The deltoid muscle is divided into three different portions, the anterior (front), middle, and posterior (back). The deltoid originates from the acromion and clavicle and inserts onto the deltoid tuberosity of the humerus. Its role is flexion and internal rotation of the shoulder (anterior portion); abduction of the shoulder (middle portion); extension and external rotation of the shoulder (posterior portion). The axillary nerve, which comes from the neck,(C5) supplies the deltoid muscle.
There are many injuries in the shoulder that can mimic a deltoid strain.
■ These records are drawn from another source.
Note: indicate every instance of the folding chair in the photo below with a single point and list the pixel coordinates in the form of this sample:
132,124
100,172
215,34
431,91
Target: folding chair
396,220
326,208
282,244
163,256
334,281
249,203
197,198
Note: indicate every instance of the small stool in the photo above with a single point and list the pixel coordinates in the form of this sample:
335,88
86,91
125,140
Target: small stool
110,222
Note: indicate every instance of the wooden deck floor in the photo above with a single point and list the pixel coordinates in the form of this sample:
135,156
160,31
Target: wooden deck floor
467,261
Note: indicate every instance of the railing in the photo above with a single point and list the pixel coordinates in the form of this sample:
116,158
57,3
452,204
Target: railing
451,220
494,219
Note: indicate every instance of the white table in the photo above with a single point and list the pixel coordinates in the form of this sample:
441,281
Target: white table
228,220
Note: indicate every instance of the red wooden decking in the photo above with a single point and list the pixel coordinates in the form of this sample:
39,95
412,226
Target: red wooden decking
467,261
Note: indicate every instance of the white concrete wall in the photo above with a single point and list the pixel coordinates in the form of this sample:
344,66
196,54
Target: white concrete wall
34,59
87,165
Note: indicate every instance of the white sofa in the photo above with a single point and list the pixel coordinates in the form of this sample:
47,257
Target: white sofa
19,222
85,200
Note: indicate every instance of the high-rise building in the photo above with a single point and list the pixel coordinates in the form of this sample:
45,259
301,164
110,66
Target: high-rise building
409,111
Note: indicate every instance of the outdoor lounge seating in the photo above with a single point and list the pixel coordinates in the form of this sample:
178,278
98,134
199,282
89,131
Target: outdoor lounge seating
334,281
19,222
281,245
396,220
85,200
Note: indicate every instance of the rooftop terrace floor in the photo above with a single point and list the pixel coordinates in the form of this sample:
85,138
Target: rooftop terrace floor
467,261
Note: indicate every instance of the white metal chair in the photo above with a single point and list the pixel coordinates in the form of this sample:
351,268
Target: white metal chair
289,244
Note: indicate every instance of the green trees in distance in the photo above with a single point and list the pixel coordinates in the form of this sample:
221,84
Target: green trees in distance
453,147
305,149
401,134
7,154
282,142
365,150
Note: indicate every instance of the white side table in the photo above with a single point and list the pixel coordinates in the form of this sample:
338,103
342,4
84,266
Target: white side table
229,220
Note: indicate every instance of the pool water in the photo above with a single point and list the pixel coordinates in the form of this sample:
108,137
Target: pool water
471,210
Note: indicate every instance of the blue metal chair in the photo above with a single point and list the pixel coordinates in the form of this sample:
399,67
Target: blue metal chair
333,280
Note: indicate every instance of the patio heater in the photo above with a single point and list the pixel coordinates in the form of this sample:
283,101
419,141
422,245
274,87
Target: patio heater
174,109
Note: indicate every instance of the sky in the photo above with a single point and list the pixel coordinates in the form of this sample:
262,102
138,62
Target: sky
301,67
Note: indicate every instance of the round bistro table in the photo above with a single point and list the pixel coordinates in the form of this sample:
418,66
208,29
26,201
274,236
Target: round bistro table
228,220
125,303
At times, these injuries can be difficult to differentiate from other structures that may be injured, including the rotator cuff, glenoid labrum, biceps tendon, acromio-clavicular joint, (AC joint), shoulder dislocation/fracture and contusion.
Many of these injuries can be treated conservatively, however some of these injuries require surgical intervention and need to be evaluated by the Sports Injuries Specialist – Registered Osteopath to determine the extent of the injury.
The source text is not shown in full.